There is so much useful information floating around on PDF’s, blog’s, websites, PowerPoint decks, that one could easily get consumed by this topic.  Since this is such a broad topic, I wanted to try and set the stage.  The focus of this series of blog posts is to highlight some key components to examine, and then provide tools that will give you insight into your own environment and/or situation.   This page will be the launch point for the various categories.  Each blog post will cover a different category relating to the possible points of I/O in a VMware ESX environment.

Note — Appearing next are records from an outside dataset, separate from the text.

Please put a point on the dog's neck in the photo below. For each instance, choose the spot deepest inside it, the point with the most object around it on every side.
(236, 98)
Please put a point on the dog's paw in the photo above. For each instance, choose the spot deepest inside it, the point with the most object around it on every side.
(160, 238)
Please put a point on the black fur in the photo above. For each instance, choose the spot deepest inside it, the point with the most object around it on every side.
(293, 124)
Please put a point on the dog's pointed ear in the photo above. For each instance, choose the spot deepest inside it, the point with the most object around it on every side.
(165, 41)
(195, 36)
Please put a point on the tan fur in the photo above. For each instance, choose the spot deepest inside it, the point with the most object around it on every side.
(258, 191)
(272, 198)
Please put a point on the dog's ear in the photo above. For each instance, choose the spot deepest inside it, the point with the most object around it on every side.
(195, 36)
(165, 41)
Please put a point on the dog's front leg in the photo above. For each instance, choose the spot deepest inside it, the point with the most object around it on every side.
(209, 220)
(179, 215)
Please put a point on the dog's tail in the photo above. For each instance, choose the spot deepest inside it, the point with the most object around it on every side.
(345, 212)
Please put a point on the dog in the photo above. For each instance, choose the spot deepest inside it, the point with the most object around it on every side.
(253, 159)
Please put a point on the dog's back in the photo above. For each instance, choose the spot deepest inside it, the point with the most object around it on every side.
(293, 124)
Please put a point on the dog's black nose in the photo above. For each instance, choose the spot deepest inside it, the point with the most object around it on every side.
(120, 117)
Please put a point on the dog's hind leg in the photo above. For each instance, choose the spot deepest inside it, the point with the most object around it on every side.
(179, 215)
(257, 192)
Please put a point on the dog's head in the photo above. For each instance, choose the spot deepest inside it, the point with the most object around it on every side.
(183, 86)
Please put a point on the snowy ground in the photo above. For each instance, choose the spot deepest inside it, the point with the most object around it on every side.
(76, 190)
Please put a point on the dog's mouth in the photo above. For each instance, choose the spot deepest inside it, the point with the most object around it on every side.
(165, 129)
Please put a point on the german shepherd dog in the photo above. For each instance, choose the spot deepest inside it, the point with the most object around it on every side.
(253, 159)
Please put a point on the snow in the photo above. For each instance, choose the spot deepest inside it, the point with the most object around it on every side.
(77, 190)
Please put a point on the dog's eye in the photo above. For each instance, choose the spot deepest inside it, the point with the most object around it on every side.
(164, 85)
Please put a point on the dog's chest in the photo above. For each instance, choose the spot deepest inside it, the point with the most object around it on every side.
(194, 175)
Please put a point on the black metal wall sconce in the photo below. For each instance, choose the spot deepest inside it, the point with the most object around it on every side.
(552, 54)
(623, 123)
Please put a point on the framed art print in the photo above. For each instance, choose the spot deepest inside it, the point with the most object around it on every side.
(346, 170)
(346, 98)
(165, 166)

Performance Troubleshooting VMware vSphere – CPU

Performance Troubleshooting VMware vSphere – Memory

Performance Troubleshooting VMware vSphere – Storage

Performance Troubleshooting VMware vSphere – Network

There is one last I/O component that I will not be covering, and that is the human factor.  These posts will assume that your installation or upgrade is of sound mind and body.  If there are underlying installation issues or post upgrade issues, I suggest engaging VMware support before examining conventional performance problems.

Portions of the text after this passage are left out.